İnsaflıca söylemek gerekirse, Fârâbî epistemoloji ve ontolojiye oldukça önem vermiştir. Zira günümüzde Batı felsefelerinde de bunlar birbirlerinden keskin sınırlarla ayrılmışlardır. Bu, Fârâbî’nin de farkında olduğu ve geniş bir şekilde açıkladığı bir mevzudur. İlk olarak bilgi, insanın kendisinde gerçekleşir. İnsan bilgi sayesinde kendisini keşfetmektedir. İnsan bir şeyleri bildiği zaman, aynı zamanda onları keşfetmiş olduğunu da görmektedir. Evet, bir yönüyle doğrudur da.
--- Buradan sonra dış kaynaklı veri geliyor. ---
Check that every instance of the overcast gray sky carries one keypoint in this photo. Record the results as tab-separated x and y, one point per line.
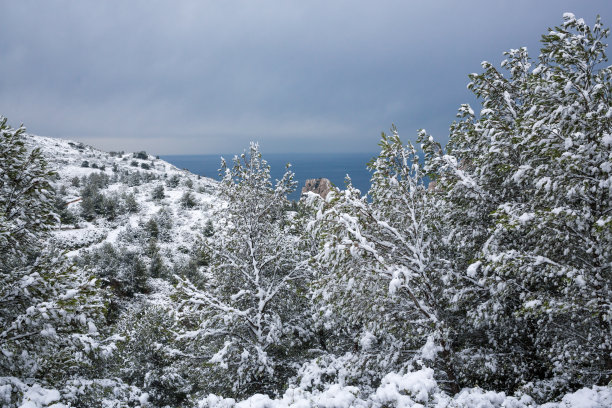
200	77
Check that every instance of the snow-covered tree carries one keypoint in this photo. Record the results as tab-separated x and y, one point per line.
48	309
247	317
528	192
382	278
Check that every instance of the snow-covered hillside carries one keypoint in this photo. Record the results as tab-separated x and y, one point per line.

Ancak insan bir şeyleri keşfettiğinde, başka bir şeyi daha keşfetmiş olmaktadır ki bu pek çok kez kendisinden gaflet edilen bir şeydir. İnsan başka şeyleri keşfettiğinde kendini de keşfetmiş olmaktadır. Siz bir şeyin – örneğin bir ormanın – kendinizin dışında olduğunu gördüğünüzde, [o şeyle birlikte] kendinizi de keşfetmiş oluyorsunuz. Mülkü bilmiş ve kendinizi de mülk âleminde keşfetmiş oluyorsunuz. Melekûtu biliyorsunuz ve kendinizi melekût âleminde keşfetmiş oluyorsunuz. Âlem-i emri bildiğinizde de kendinizi âlem-i emrde keşfediyorsunuz. Eğer siz melekût âleminin de fevkinde olan âlem-i emre erişecek olur (ki bu âlem, halk âleminin de üstündedir ve küllî hakikatler âlemidir: Lehu’l-halku ve’l-emr[1] Bu sınıflandırmayı da bizzat Allahu Teâlâ, âyet-i kerimesinde yapmıştır) ve bu âlemi keşfedecek olursanız, âlem-i emri keşfeden bir kimse olarak kendinizi de keşfetmiş, yani emrî olmuş olursunuz. Kendiniz emrî olmadıkça, âlem-i emri de keşfedemezsiniz.

Lârîcânî: Yani kendisini yine kendisiyle keşfetmektedir.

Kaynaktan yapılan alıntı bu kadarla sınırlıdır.